For example, CRUD operations on the Google App Engine can be made using Java's standard access APIs -- JPA or JDO -- so the 'platform' in this case translates such API calls to BigTable for you, there is no need to learn any new persistence APIs. In the case of Python, the Google App Engine supports any Python web framework that's WSGI-compliant, which means APIs you know from frameworks like Django, CherryPy, Pylons and web.py are operable on Google App Engine applications -- though note that Python persistence APIs are highly specific to the Google App Engine.
For web application tasks closely linked to an operating system or other infrastructure services, you will undoubtedly need to learn how to use Google App Engine services. Tasks such as emails, caching and messaging style queues all fall under this category. Though bear in mind the drawbacks to learning a new API for such tasks, are outweighed by not having to worry about performance and scalability issues for such tasks.

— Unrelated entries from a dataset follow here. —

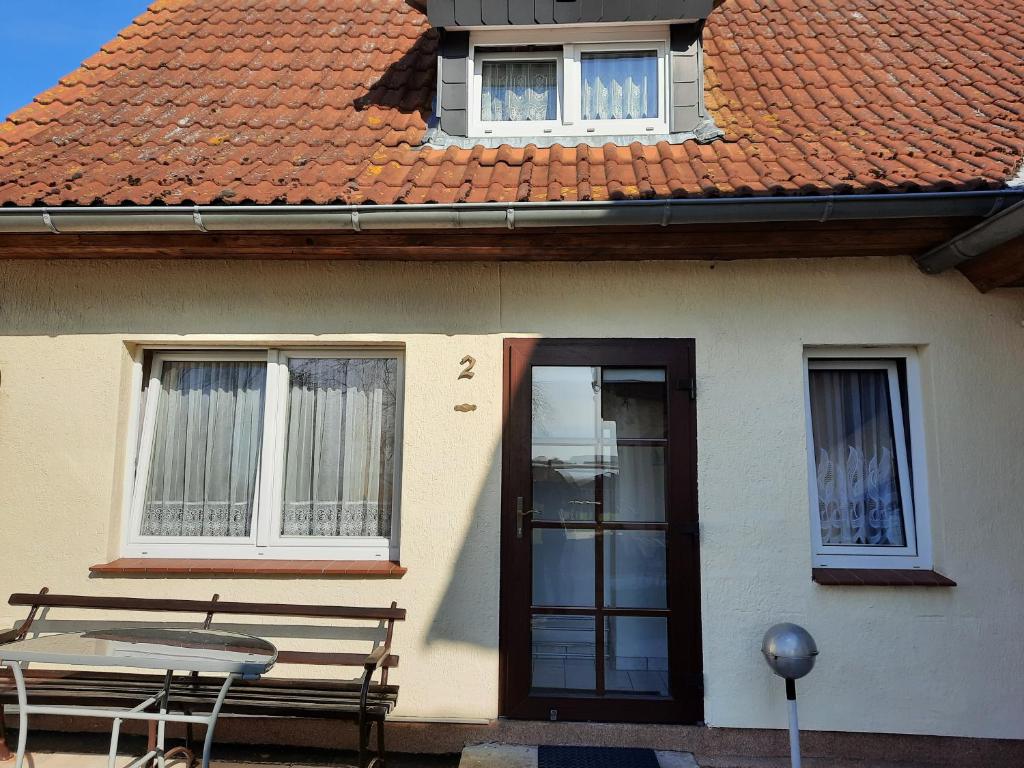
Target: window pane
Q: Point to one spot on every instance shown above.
(206, 450)
(858, 478)
(339, 458)
(564, 652)
(620, 86)
(636, 654)
(518, 90)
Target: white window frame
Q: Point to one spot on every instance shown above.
(515, 127)
(573, 42)
(910, 458)
(264, 540)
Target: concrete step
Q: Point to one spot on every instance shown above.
(513, 756)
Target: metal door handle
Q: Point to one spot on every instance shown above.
(520, 514)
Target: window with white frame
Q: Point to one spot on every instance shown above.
(604, 82)
(865, 461)
(275, 453)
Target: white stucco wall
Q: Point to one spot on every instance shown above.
(913, 660)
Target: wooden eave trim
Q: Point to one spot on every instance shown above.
(255, 567)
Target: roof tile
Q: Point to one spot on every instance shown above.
(327, 100)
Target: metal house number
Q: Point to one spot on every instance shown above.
(467, 373)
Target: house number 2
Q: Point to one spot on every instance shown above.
(467, 373)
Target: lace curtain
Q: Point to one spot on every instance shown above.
(857, 477)
(339, 464)
(620, 86)
(518, 90)
(206, 450)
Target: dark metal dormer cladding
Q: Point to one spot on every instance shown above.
(462, 13)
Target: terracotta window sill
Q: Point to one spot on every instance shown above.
(879, 578)
(183, 566)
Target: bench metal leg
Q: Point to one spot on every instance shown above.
(23, 712)
(208, 743)
(5, 753)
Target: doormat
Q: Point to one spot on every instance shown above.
(595, 757)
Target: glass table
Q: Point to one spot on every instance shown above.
(237, 656)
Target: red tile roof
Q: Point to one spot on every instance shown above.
(325, 101)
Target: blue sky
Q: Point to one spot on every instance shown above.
(43, 40)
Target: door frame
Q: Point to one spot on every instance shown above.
(677, 355)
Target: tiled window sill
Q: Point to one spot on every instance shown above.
(185, 566)
(879, 578)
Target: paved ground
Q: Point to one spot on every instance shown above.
(51, 750)
(89, 751)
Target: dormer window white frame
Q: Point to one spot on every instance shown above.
(489, 45)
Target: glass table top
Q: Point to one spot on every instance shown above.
(150, 647)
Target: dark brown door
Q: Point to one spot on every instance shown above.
(600, 592)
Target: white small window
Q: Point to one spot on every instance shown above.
(569, 82)
(865, 463)
(517, 91)
(282, 454)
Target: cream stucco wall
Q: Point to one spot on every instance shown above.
(914, 660)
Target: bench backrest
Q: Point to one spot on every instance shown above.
(208, 608)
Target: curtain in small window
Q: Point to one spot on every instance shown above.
(339, 460)
(620, 86)
(857, 476)
(206, 450)
(518, 90)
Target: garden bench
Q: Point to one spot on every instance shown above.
(363, 700)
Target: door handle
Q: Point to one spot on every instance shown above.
(520, 515)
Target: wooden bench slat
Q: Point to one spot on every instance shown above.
(89, 680)
(330, 659)
(205, 606)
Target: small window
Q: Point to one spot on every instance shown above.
(866, 508)
(514, 91)
(275, 453)
(578, 86)
(619, 85)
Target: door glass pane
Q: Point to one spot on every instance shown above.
(565, 481)
(564, 652)
(636, 654)
(565, 402)
(634, 484)
(634, 402)
(563, 567)
(634, 569)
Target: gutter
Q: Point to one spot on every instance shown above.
(357, 218)
(992, 232)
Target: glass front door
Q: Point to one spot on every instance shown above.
(600, 590)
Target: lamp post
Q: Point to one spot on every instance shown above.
(790, 651)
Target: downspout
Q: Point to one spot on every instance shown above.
(976, 242)
(212, 219)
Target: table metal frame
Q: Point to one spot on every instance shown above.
(140, 712)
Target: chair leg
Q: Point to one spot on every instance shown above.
(5, 753)
(364, 738)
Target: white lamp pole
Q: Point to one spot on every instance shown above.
(791, 651)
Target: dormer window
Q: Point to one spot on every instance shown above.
(568, 72)
(588, 85)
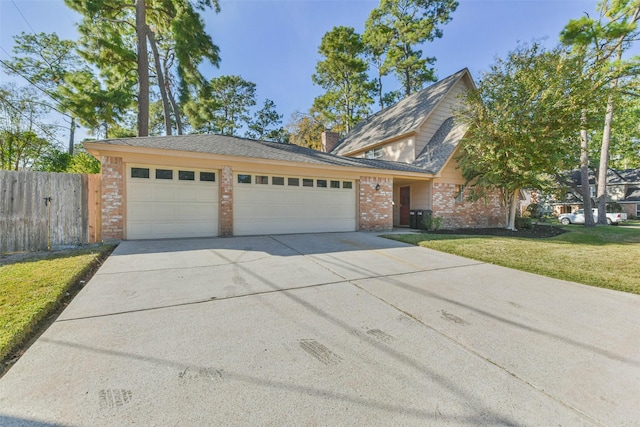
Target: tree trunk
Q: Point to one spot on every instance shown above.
(513, 207)
(172, 99)
(380, 90)
(143, 68)
(161, 85)
(72, 132)
(584, 171)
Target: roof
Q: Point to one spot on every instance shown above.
(614, 177)
(441, 146)
(250, 148)
(404, 117)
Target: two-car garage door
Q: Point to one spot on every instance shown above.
(271, 204)
(165, 202)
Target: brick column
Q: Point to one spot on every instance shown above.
(226, 201)
(376, 208)
(112, 192)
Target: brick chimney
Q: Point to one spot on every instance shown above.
(329, 140)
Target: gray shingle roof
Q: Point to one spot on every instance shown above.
(436, 153)
(625, 176)
(401, 118)
(241, 147)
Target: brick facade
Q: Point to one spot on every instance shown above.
(486, 212)
(112, 199)
(226, 201)
(376, 207)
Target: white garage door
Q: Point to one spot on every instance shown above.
(290, 204)
(165, 202)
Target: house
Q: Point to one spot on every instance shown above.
(623, 187)
(400, 159)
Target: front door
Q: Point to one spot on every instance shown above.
(405, 205)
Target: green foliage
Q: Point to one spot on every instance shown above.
(596, 256)
(343, 74)
(306, 129)
(227, 109)
(523, 122)
(614, 207)
(32, 290)
(23, 134)
(109, 39)
(54, 160)
(396, 28)
(524, 223)
(266, 124)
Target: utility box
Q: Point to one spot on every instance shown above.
(420, 219)
(412, 219)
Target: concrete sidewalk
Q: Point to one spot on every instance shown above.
(330, 329)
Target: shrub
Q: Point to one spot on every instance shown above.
(524, 223)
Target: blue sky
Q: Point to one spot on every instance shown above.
(274, 43)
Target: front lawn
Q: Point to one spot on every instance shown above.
(603, 256)
(32, 289)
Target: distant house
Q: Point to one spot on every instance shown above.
(398, 160)
(623, 187)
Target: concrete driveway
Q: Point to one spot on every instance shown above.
(327, 329)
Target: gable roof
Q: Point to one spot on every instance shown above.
(250, 148)
(435, 154)
(614, 176)
(404, 117)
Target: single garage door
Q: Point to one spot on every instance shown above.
(164, 202)
(268, 204)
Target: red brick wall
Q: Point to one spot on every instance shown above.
(376, 208)
(487, 212)
(112, 199)
(226, 201)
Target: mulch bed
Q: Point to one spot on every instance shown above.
(536, 232)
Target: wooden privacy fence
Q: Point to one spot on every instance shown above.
(41, 210)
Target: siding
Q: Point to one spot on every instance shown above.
(443, 111)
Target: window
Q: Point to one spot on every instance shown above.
(374, 153)
(208, 176)
(164, 174)
(186, 175)
(459, 193)
(139, 172)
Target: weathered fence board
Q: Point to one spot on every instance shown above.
(40, 210)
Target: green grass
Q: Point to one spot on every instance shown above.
(603, 256)
(32, 289)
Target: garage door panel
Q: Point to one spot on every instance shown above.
(269, 209)
(159, 208)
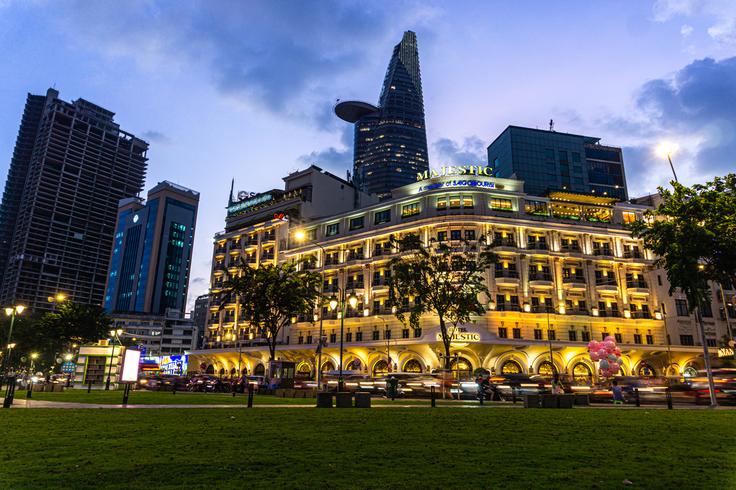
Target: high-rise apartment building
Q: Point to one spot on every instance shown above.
(551, 161)
(391, 139)
(152, 251)
(71, 165)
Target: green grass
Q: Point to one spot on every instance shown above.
(185, 398)
(407, 448)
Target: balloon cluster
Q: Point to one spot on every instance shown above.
(609, 355)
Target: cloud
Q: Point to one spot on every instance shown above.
(153, 136)
(692, 108)
(449, 152)
(288, 57)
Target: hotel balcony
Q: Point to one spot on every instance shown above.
(540, 280)
(574, 282)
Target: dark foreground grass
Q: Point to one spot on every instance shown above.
(378, 448)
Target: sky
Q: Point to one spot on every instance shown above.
(245, 89)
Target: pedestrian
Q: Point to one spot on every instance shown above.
(618, 393)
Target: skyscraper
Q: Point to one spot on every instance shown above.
(71, 165)
(552, 161)
(152, 251)
(391, 139)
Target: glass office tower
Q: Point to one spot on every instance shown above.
(551, 161)
(150, 263)
(390, 139)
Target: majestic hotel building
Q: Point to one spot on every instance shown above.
(568, 271)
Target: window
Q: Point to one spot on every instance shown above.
(681, 307)
(382, 216)
(357, 223)
(409, 210)
(500, 204)
(332, 229)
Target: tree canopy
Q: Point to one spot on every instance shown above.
(444, 280)
(693, 234)
(270, 295)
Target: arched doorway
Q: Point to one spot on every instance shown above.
(546, 369)
(304, 370)
(511, 367)
(582, 374)
(645, 370)
(461, 368)
(380, 368)
(412, 366)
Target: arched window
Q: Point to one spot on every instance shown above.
(645, 370)
(463, 369)
(380, 367)
(412, 366)
(354, 365)
(511, 367)
(582, 374)
(546, 368)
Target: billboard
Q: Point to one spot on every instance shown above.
(129, 372)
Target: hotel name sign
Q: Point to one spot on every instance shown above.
(461, 337)
(450, 170)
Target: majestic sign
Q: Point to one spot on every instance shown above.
(461, 337)
(248, 203)
(448, 170)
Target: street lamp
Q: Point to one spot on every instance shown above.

On the resources front, the Google App Engine takes a similar approach to Amazon's EC2 services by charging resources on a per unit basis. In fact, the Google App Engine entices users to the extent of offering free daily resources quotas on CPU time, bandwidth and storage space. If your web application never goes over these free daily quotas you pay nothing, if it does go over the established quotas you pay only the consumed resources.
Azure is to Microsoft, what the Google App Engine is to Google, a platform as a service made up of Microsoft technologies. If there is one distinctive advantage about Microsoft's platform as a service offering over Google's, it's the mind-share Microsoft enjoys among the development community, both in terms of technology and tools.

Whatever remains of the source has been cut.